Fantastic Vignettes by Jerry

Author:Jerry [Anthology]
Language: eng
Format: epub
Published: 2019-08-22T04:00:00+00:00


The Sacrifice

June Lurie

YOU CAN never in a thousand years, guess where the heroes come from. That arrant coward there, or that blustering fool—each, under the proper circumstances may show that subtle chemical heroism. Such is the way of the gods . . .

We technicians at Rocket Base Number Three, will never forget that morning when it happened. It happened with such dazzling speed too, that it is somewhat of a blur, even now. But the salient elements are there.

The Sovs threw a war-headed rocket at the base. Auto-radar picked it up. I know that, because I was in Controls when they caught it. I can even remember the startled voice of Blane as he looked at the photo-strip on the scopes, first casually, then with unbelieving astonishment. “They’ve got us!” lie yelled out, “we’re pipped two seconds ago!”

And automatically we waited for the blast hoping that the atomic bomb-carrying rocket would possibly be deflected or would explode at such a distance point as to leave us comparatively unharmed. I looked out the window as did a hundred pairs of eyes.

We caught the blinding glare of an exhaust—coming horizontally it seemed—and then the crazy unpredictable rocket skittered to a weird crashing stop. Its eighty foot length smashed and broken, it lay like some wounded monster. Why didn’t it go off? Who knows? Something must have happened to its delicate automatic controls, for it simply lay there, an atomic bomb in its nose, waiting, waiting . . .

Command recognized the situation and over the speakers came the order to abandon the base—and how it must have wrenched Holder’s heart to realize that a hundred and fifty million dollars worth of rocket defense was about to be shot to hell.

Then our astonished eyes saw a figure walking across the field toward the bomb.

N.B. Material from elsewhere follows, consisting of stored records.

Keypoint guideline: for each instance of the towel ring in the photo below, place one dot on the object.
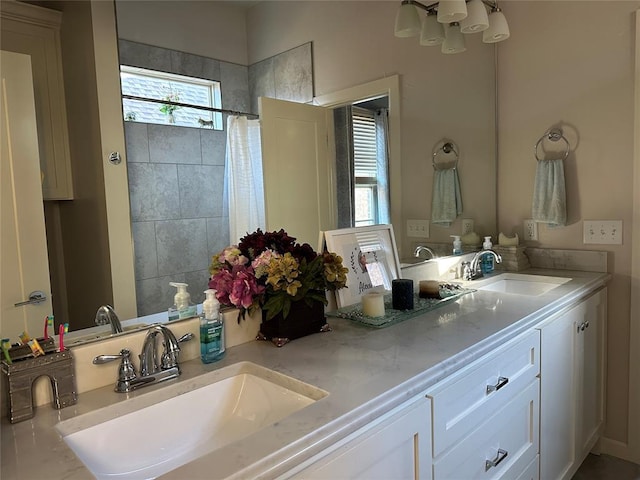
(553, 134)
(447, 147)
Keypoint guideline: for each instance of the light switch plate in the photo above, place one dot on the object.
(467, 225)
(602, 232)
(418, 228)
(530, 230)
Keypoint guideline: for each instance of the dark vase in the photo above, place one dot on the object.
(302, 320)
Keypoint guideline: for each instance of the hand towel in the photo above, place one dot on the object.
(549, 198)
(446, 202)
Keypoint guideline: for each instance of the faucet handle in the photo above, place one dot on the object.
(126, 372)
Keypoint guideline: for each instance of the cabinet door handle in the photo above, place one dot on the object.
(501, 455)
(35, 297)
(502, 381)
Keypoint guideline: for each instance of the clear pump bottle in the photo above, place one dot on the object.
(212, 346)
(457, 245)
(486, 261)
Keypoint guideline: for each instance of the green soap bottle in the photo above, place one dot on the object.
(211, 329)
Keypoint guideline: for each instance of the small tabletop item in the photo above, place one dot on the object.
(402, 294)
(449, 292)
(373, 304)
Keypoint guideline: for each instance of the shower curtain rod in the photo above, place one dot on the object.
(198, 107)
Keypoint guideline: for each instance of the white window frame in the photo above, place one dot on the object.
(213, 113)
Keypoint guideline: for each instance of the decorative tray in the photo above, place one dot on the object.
(448, 293)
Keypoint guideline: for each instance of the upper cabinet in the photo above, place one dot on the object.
(35, 31)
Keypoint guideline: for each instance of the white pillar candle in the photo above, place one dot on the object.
(373, 304)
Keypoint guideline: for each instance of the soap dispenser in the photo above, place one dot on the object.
(211, 329)
(182, 306)
(486, 261)
(457, 245)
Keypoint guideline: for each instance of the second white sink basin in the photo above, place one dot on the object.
(156, 432)
(522, 284)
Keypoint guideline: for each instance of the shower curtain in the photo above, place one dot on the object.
(243, 177)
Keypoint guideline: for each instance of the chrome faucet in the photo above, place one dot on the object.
(472, 269)
(151, 371)
(149, 357)
(106, 315)
(421, 248)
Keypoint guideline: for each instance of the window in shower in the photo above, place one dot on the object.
(157, 94)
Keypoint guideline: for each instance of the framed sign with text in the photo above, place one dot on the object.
(371, 256)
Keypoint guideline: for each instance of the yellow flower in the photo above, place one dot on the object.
(282, 272)
(292, 288)
(334, 271)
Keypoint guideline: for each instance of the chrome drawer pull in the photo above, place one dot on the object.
(502, 454)
(502, 381)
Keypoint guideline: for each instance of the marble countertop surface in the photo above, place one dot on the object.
(367, 372)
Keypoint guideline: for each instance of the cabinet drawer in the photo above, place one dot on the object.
(509, 438)
(466, 399)
(532, 472)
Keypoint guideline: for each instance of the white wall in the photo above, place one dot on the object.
(211, 29)
(570, 63)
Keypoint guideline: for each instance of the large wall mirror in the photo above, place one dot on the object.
(352, 43)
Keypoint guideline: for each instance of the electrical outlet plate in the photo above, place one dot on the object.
(467, 225)
(602, 232)
(418, 228)
(530, 230)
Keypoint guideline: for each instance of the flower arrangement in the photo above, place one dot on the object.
(271, 271)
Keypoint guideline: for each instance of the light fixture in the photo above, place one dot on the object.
(498, 28)
(455, 17)
(477, 19)
(454, 40)
(432, 33)
(451, 11)
(407, 20)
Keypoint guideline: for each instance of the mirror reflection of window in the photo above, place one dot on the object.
(361, 132)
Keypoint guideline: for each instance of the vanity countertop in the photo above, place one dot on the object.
(366, 371)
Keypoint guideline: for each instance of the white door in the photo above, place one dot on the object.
(24, 264)
(298, 178)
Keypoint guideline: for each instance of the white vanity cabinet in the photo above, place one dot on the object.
(571, 396)
(35, 31)
(486, 416)
(396, 446)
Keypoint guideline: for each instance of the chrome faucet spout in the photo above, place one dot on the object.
(149, 364)
(106, 315)
(421, 248)
(151, 371)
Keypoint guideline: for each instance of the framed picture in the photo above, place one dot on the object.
(371, 256)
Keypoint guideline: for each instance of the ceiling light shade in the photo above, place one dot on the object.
(477, 19)
(454, 40)
(432, 33)
(407, 21)
(451, 11)
(498, 28)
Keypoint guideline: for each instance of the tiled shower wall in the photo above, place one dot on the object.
(176, 174)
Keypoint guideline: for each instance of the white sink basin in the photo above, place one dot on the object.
(521, 284)
(156, 432)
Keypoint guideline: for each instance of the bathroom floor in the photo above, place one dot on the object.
(606, 467)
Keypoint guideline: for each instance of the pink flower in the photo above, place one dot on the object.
(261, 263)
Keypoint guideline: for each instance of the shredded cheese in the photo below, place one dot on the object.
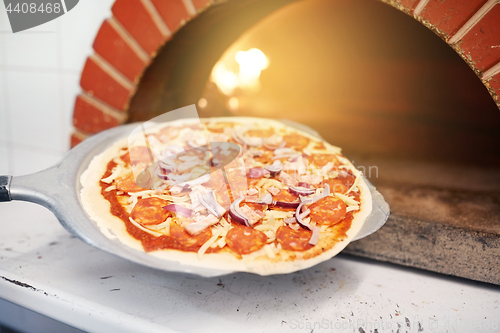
(347, 199)
(151, 232)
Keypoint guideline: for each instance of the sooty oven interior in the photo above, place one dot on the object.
(403, 105)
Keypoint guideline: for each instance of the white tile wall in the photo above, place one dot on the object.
(3, 108)
(25, 161)
(4, 160)
(78, 29)
(34, 105)
(39, 80)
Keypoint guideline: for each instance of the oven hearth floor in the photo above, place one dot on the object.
(444, 218)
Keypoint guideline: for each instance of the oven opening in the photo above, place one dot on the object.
(405, 108)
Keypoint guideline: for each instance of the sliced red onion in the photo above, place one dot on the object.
(274, 168)
(325, 193)
(273, 147)
(236, 213)
(315, 236)
(237, 138)
(304, 191)
(179, 210)
(299, 217)
(197, 142)
(267, 199)
(160, 173)
(285, 204)
(208, 200)
(289, 156)
(252, 141)
(284, 151)
(257, 172)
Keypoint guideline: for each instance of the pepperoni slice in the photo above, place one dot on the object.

Fenner said in a stupid voice: “It’s Coring!” And sure enough it was.

Coring was just a kid, a fair mechanic, but shy and retiring, and mortally afraid of the service. He’d been drafted and stuck here because in private life he’d been a good instrument man. But everyone knew how afraid he was. In fact it was a standing joke his cowardice was. “Coring?—he’s afraid of his own shadow,” they would say. “We’ve put him on radar—he wouldn’t go near a bomb.”

And now this kid walks across five hundred feet of flat field toward a monstrous atomic bomb. He didn’t hurry and in his right hand was a standard bag of tools.

Well, the upshot of it all, was that he disarmed the thing! That’s what I said; he disarmed the bomb, working cool as a cucumber on something he must have been mortally afraid of. He finished the job and Armaments took over, but not before Coring had gotten some nasty radiation burns.

You can’t tell where the heroes come from, I said, and I still say it. Coring is still a mechanic—he didn’t go for the hero stuff—but men look at him under a different light. “There’s the man who saved Base Three,” they’ll say.